La distancia social a la que nos ha obligado el Estado de Alarma, nos plantea nuevos retos, sobre todo a la gente de mi generación. Los jóvenes utilizan la tecnología rápidamente y resuelven cualquier problema que se les plantea con facilidad. En cambio, para nosotros, la tecnología es motivo de un aprendizaje constante. El proceso se ralentiza, dependiendo de la edad, interés y edad. No obstante, tendremos que asimilarlo si queremos seguir conectados en esta rueda de comunicación-acción cultural que hemos emprendido.
La BiblioMusiCineteca comienza una nueva andadura, un poco demorada porque el mundo virtual va demasiado rápido y hemos estado inmersos en crear un espacio de encuentro presencial en torno a los libros, la música y la cultura. Muchas otras entidades nos llevan ventaja. Afortunadamente contamos con un equipo de voluntarios jóvenes que cada vez más se están involucrando. Es hora de perderle el miedo y compartir virtualmente este mundo que nos toca vivir.
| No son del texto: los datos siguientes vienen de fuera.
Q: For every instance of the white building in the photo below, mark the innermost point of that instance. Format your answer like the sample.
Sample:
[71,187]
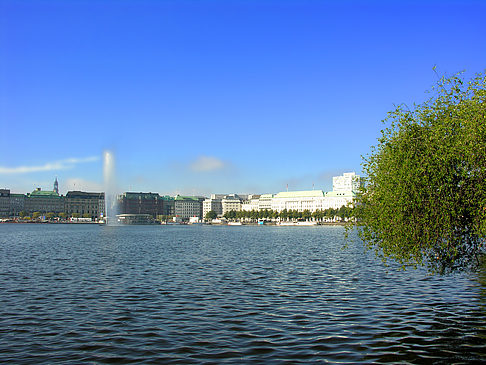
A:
[213,204]
[265,201]
[348,181]
[251,204]
[231,202]
[344,191]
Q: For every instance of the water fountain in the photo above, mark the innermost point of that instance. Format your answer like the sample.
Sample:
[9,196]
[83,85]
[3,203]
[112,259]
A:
[111,189]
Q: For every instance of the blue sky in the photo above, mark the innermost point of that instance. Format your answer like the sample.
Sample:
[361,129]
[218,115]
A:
[195,97]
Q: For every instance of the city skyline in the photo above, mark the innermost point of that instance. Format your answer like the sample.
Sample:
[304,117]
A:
[213,96]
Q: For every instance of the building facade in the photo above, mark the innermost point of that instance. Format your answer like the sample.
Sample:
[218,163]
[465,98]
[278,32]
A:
[212,204]
[44,202]
[84,204]
[4,203]
[17,204]
[186,207]
[141,203]
[230,202]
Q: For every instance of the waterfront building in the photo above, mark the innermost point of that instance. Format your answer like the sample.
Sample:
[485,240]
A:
[44,202]
[265,201]
[4,202]
[56,186]
[135,219]
[344,191]
[85,204]
[298,200]
[17,204]
[252,203]
[213,204]
[141,203]
[231,202]
[186,207]
[168,205]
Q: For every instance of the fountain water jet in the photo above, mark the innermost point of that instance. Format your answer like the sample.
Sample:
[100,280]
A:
[111,189]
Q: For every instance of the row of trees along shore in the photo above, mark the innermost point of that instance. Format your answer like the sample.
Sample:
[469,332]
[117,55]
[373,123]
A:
[342,213]
[424,199]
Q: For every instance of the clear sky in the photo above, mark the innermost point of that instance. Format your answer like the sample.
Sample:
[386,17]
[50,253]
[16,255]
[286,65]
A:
[196,97]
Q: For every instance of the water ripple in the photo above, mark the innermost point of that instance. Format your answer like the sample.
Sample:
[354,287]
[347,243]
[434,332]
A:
[89,294]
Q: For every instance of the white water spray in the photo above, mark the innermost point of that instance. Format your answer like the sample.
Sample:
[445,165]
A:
[111,189]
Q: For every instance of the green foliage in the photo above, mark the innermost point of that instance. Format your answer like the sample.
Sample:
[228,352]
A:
[424,201]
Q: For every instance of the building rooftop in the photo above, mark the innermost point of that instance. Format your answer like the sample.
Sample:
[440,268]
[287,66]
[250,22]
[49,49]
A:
[301,194]
[43,194]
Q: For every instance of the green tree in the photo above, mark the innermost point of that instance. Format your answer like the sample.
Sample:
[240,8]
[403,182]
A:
[211,215]
[424,201]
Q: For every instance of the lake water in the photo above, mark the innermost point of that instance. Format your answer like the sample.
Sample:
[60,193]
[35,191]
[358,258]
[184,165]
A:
[207,294]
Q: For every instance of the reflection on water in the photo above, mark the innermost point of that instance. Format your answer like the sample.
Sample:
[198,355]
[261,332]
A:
[163,294]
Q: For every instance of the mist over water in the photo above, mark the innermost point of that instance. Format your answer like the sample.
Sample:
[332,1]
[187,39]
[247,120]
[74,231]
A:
[111,187]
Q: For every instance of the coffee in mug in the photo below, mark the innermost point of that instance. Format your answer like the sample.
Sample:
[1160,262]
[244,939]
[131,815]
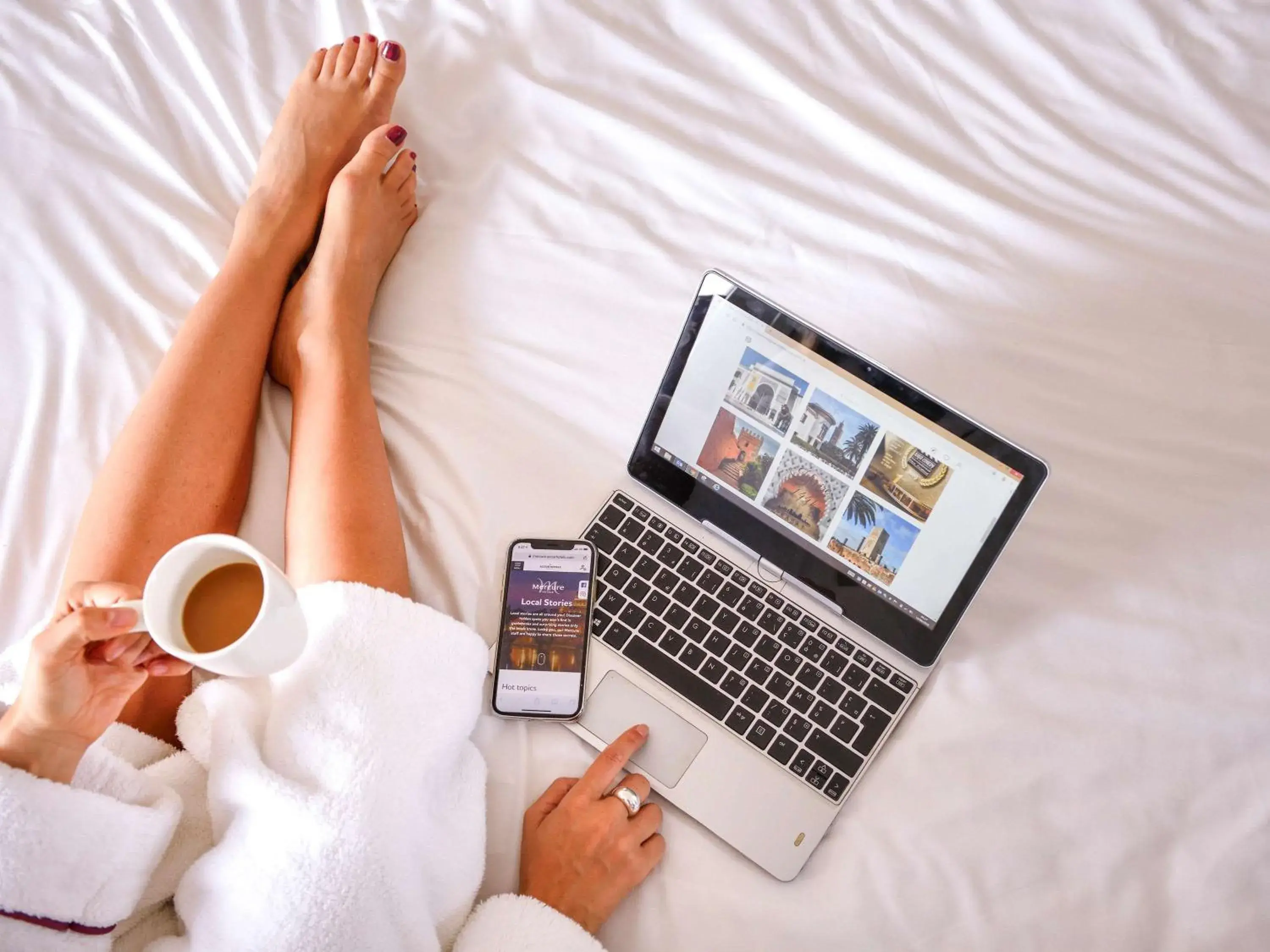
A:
[223,606]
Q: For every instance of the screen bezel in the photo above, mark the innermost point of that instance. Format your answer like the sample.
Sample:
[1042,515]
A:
[547,545]
[905,634]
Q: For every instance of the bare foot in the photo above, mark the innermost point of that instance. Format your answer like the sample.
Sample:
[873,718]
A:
[342,94]
[369,212]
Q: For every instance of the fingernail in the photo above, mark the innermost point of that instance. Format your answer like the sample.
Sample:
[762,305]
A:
[121,617]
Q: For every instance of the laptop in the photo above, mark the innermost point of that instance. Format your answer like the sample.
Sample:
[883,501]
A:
[801,534]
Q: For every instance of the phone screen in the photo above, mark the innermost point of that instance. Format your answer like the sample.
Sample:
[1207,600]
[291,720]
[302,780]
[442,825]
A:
[543,644]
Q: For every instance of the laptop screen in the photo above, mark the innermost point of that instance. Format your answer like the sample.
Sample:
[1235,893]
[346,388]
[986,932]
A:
[893,494]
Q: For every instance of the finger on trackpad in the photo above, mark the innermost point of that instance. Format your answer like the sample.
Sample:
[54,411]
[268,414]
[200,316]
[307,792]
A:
[672,742]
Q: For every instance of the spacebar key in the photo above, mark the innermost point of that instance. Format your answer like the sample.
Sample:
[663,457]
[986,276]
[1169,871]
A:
[672,674]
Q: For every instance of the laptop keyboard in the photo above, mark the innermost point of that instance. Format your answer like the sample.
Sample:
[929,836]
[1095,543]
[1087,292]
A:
[776,676]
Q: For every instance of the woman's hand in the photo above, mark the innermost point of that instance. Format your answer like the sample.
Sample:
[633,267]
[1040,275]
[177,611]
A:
[581,852]
[83,669]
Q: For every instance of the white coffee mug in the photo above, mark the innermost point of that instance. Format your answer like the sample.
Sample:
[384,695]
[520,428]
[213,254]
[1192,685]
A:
[276,638]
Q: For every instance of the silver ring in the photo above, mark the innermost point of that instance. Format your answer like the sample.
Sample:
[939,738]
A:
[629,798]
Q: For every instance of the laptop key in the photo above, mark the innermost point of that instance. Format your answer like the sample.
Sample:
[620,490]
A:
[854,705]
[657,602]
[813,648]
[835,664]
[618,635]
[690,568]
[676,616]
[802,762]
[632,616]
[613,517]
[705,607]
[710,581]
[820,775]
[801,700]
[884,696]
[798,728]
[823,714]
[666,581]
[809,676]
[779,685]
[627,554]
[759,671]
[844,729]
[646,568]
[685,594]
[761,735]
[740,719]
[831,691]
[651,542]
[672,641]
[788,662]
[747,634]
[836,787]
[781,749]
[755,699]
[604,539]
[733,685]
[769,648]
[873,725]
[792,635]
[826,747]
[737,657]
[771,622]
[679,678]
[718,644]
[776,713]
[856,677]
[652,629]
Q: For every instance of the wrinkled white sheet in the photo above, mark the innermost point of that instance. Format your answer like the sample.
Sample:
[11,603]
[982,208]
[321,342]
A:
[1056,215]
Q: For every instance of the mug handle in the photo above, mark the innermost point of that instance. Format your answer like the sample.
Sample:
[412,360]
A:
[139,606]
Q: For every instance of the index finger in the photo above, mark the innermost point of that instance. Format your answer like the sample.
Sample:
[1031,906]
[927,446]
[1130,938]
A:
[601,775]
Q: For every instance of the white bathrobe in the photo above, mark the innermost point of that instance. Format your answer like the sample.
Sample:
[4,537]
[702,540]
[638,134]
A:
[338,805]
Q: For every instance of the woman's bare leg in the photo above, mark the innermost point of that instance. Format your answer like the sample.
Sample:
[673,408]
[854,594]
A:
[182,464]
[342,515]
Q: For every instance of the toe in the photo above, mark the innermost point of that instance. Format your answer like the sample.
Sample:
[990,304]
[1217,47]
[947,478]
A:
[379,148]
[347,56]
[389,69]
[366,54]
[315,63]
[328,68]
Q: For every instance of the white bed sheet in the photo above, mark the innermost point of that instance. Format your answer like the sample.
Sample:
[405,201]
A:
[1056,215]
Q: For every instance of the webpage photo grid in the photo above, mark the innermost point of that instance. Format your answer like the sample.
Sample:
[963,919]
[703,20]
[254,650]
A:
[901,506]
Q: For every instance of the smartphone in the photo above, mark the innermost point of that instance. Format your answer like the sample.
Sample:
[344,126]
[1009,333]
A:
[543,639]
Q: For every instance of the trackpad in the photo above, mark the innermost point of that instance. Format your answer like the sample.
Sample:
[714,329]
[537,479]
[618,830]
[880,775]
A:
[672,743]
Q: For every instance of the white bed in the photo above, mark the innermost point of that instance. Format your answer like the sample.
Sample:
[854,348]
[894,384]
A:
[1055,215]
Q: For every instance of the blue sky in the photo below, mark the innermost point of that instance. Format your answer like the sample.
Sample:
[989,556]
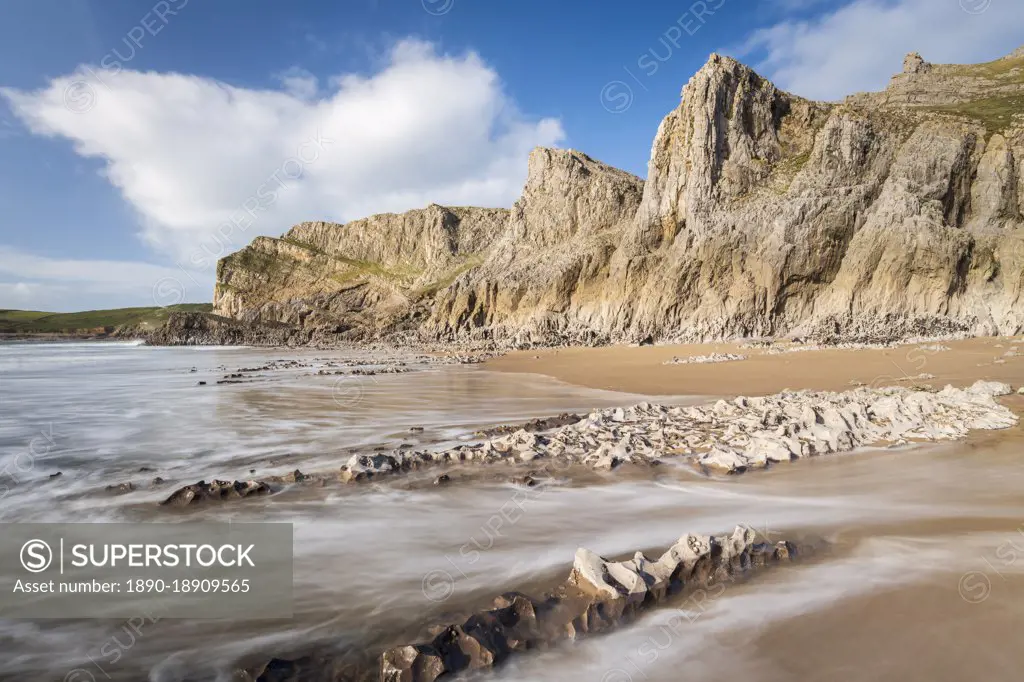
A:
[134,133]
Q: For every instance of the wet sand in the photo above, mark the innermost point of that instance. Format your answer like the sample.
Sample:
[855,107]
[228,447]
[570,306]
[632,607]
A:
[928,592]
[642,370]
[923,580]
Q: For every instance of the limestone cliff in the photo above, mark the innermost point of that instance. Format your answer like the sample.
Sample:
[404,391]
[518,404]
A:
[763,214]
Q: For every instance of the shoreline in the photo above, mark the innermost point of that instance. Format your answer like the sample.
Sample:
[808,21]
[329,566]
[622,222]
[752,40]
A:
[646,370]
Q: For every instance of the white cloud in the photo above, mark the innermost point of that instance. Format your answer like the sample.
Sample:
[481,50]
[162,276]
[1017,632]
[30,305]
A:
[299,83]
[29,281]
[860,45]
[190,154]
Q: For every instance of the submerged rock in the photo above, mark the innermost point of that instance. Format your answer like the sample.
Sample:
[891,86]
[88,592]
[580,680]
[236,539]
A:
[598,596]
[217,491]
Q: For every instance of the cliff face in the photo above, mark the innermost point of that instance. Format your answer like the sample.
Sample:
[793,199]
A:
[355,278]
[889,214]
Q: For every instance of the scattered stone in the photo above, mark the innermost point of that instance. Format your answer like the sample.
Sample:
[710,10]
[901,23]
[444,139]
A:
[217,491]
[597,597]
[704,359]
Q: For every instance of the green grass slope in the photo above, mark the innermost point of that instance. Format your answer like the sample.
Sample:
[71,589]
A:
[89,322]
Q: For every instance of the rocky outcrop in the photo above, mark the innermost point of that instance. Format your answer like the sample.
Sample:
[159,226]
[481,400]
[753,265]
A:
[887,215]
[727,436]
[216,491]
[598,596]
[363,276]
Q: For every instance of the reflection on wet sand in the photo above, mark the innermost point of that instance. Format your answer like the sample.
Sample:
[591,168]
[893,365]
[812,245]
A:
[922,582]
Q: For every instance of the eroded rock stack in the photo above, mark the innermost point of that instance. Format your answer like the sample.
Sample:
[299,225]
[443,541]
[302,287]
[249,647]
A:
[889,215]
[598,596]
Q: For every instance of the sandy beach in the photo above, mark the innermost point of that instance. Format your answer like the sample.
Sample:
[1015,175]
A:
[643,370]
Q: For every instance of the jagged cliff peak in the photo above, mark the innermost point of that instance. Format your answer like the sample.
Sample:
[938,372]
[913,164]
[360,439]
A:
[890,214]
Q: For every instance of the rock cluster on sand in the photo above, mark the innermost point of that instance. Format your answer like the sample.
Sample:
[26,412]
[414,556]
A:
[705,359]
[889,215]
[727,436]
[730,435]
[598,596]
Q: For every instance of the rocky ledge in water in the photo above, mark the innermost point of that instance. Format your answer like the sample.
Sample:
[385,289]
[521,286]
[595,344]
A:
[731,435]
[706,359]
[217,491]
[598,596]
[727,436]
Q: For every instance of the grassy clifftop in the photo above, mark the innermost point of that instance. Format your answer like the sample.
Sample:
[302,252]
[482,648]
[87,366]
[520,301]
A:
[89,322]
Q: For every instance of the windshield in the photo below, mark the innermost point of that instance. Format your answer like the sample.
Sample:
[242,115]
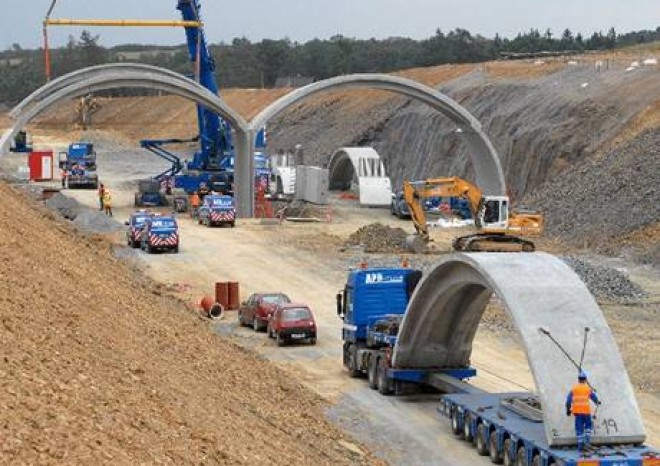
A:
[275,299]
[140,220]
[221,201]
[297,313]
[163,223]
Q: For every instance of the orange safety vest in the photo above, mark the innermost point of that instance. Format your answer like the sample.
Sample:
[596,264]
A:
[581,397]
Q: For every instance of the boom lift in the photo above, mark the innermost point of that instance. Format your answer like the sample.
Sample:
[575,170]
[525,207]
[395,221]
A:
[212,164]
[498,229]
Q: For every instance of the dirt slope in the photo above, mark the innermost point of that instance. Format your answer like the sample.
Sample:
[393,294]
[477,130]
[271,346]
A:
[99,367]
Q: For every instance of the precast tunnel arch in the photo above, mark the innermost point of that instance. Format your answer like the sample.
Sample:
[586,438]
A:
[539,291]
[489,174]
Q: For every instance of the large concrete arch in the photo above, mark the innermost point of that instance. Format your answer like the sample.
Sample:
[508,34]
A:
[538,291]
[113,76]
[489,174]
[364,165]
[86,73]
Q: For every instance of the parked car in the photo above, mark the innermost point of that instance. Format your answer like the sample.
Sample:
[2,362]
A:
[217,210]
[399,207]
[292,322]
[256,311]
[160,233]
[135,224]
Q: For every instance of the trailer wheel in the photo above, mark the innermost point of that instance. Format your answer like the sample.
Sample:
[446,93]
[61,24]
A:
[481,443]
[494,453]
[509,459]
[372,369]
[384,384]
[353,370]
[455,426]
[467,431]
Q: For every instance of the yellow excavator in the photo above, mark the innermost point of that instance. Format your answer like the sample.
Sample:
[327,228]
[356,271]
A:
[498,230]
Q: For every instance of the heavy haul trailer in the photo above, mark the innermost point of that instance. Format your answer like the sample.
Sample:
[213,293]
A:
[507,426]
[371,306]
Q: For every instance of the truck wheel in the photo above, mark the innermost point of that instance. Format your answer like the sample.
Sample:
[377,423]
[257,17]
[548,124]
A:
[455,426]
[353,370]
[384,383]
[481,442]
[521,457]
[467,429]
[509,459]
[494,453]
[372,369]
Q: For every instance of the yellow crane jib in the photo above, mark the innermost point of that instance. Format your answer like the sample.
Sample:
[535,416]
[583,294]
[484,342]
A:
[122,22]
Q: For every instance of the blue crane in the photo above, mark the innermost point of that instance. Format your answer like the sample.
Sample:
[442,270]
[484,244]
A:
[213,163]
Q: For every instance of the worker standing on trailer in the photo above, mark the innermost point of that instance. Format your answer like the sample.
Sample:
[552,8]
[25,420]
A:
[101,194]
[578,403]
[107,202]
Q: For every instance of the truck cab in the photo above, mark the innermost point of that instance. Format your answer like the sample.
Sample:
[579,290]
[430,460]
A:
[160,233]
[217,210]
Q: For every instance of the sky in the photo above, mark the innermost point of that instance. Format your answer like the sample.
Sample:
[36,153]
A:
[302,20]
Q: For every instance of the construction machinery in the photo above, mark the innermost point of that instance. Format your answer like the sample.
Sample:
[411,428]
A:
[21,143]
[498,229]
[80,164]
[214,161]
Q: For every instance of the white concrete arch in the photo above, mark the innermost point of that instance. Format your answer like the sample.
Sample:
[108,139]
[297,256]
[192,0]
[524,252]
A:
[538,291]
[364,166]
[484,158]
[86,73]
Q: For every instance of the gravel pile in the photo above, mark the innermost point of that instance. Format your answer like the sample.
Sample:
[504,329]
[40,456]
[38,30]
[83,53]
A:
[65,206]
[92,221]
[607,197]
[606,282]
[378,238]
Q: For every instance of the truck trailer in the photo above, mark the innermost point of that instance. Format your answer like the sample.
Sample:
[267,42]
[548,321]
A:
[508,427]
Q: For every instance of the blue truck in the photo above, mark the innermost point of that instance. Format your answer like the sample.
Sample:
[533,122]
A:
[160,233]
[217,210]
[79,161]
[508,427]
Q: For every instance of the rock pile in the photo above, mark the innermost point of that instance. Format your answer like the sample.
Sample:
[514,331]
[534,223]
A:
[606,282]
[597,203]
[379,238]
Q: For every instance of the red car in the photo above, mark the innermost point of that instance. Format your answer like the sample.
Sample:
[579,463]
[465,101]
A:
[256,311]
[292,322]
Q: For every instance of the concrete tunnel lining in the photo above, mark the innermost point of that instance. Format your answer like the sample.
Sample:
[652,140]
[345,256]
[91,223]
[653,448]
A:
[482,154]
[538,291]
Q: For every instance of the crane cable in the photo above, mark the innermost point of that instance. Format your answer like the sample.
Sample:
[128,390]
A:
[46,48]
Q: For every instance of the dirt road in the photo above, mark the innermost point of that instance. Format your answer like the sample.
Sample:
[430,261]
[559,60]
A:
[291,258]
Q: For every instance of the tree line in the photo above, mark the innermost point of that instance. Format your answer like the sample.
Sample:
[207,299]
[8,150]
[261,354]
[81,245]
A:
[243,63]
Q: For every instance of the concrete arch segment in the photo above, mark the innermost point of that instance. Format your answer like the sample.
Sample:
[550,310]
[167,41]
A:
[363,165]
[489,174]
[538,291]
[87,73]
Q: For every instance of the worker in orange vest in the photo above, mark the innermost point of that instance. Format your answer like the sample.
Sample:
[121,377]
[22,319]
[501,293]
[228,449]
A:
[578,403]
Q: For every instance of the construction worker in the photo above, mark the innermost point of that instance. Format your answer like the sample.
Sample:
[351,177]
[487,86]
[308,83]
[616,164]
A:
[578,403]
[101,192]
[194,204]
[63,175]
[107,202]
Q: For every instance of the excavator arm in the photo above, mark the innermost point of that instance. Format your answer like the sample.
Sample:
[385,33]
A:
[416,191]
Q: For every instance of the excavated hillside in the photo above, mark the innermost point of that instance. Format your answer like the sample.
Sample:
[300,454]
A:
[100,366]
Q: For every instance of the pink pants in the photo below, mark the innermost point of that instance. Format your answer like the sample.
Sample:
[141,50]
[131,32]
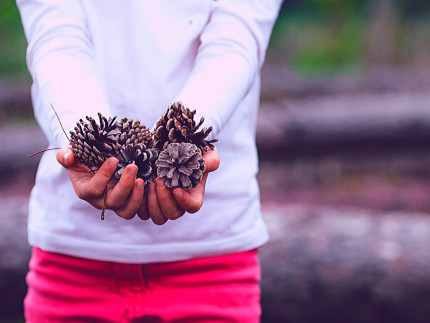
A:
[69,289]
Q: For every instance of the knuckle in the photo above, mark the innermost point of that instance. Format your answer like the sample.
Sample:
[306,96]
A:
[114,204]
[125,215]
[195,208]
[174,215]
[159,221]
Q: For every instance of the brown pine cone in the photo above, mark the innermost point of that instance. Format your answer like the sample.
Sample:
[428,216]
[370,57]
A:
[143,158]
[177,125]
[182,165]
[93,143]
[133,133]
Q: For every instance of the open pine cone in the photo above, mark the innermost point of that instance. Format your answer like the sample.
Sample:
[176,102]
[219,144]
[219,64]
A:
[177,125]
[140,156]
[182,165]
[93,143]
[133,133]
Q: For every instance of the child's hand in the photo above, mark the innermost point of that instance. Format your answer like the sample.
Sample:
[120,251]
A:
[162,204]
[125,198]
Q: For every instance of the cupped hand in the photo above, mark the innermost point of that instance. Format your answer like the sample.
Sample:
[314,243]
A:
[125,198]
[162,204]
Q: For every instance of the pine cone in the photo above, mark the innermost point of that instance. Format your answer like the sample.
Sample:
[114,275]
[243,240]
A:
[93,143]
[133,133]
[182,165]
[177,125]
[140,156]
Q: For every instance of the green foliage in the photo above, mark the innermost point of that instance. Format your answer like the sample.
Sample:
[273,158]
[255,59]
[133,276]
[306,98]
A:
[318,46]
[12,40]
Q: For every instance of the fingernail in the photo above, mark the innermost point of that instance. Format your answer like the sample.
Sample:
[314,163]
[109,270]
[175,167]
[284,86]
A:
[178,193]
[159,182]
[112,162]
[139,185]
[66,157]
[132,171]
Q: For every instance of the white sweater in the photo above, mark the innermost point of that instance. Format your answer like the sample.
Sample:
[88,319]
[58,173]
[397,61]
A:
[131,59]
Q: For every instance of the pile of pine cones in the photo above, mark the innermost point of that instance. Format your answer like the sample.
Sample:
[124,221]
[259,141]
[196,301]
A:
[173,150]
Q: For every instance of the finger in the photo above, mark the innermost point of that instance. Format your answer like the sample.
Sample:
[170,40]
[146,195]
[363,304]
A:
[65,156]
[93,186]
[135,200]
[192,200]
[168,205]
[212,159]
[119,194]
[154,207]
[143,212]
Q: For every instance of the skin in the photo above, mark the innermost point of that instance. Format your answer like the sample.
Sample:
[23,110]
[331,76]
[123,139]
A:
[127,197]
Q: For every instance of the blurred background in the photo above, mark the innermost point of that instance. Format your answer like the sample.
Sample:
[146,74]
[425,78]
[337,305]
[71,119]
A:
[343,137]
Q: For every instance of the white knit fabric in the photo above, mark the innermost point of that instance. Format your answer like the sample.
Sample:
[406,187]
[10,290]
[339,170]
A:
[131,59]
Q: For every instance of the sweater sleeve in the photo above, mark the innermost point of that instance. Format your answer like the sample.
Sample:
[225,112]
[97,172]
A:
[230,56]
[60,60]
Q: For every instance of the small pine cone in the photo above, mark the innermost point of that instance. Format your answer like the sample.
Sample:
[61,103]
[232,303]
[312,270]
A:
[133,133]
[182,165]
[140,156]
[177,125]
[93,143]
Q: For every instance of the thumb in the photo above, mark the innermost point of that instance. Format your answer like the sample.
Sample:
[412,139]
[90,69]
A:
[65,156]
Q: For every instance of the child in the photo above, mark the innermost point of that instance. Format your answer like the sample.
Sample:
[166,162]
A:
[131,59]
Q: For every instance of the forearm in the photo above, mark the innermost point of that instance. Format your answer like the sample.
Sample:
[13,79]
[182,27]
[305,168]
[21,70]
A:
[60,59]
[230,56]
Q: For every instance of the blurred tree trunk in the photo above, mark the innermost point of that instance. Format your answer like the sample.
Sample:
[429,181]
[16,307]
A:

El periodismo me llevó a viajar por el mundo, a descubrir ciudades como Barcelona, a la que vine a vivir hace 18 años y donde conocí a Ferran Baile, un hombre amante del cine, la música y los libros. Junto a un gran equipo de colaboradores, hemos ido construyendo la BiblioMusiCineteca, un lugar de encuentro que busca abrir ventanas al conocimiento y la cultura. Aquí he desarrollado mis grandes pasiones: el periodismo y la escritura. Gestionar la asociación cultural es como un sueño que conjuga la interacción con profesionales y especialistas de diferentes disciplinas y la organización de actividades que alegran el alma, enriquecen al espíritu y sirven para comprender los cambios sociales de nuestro entorno.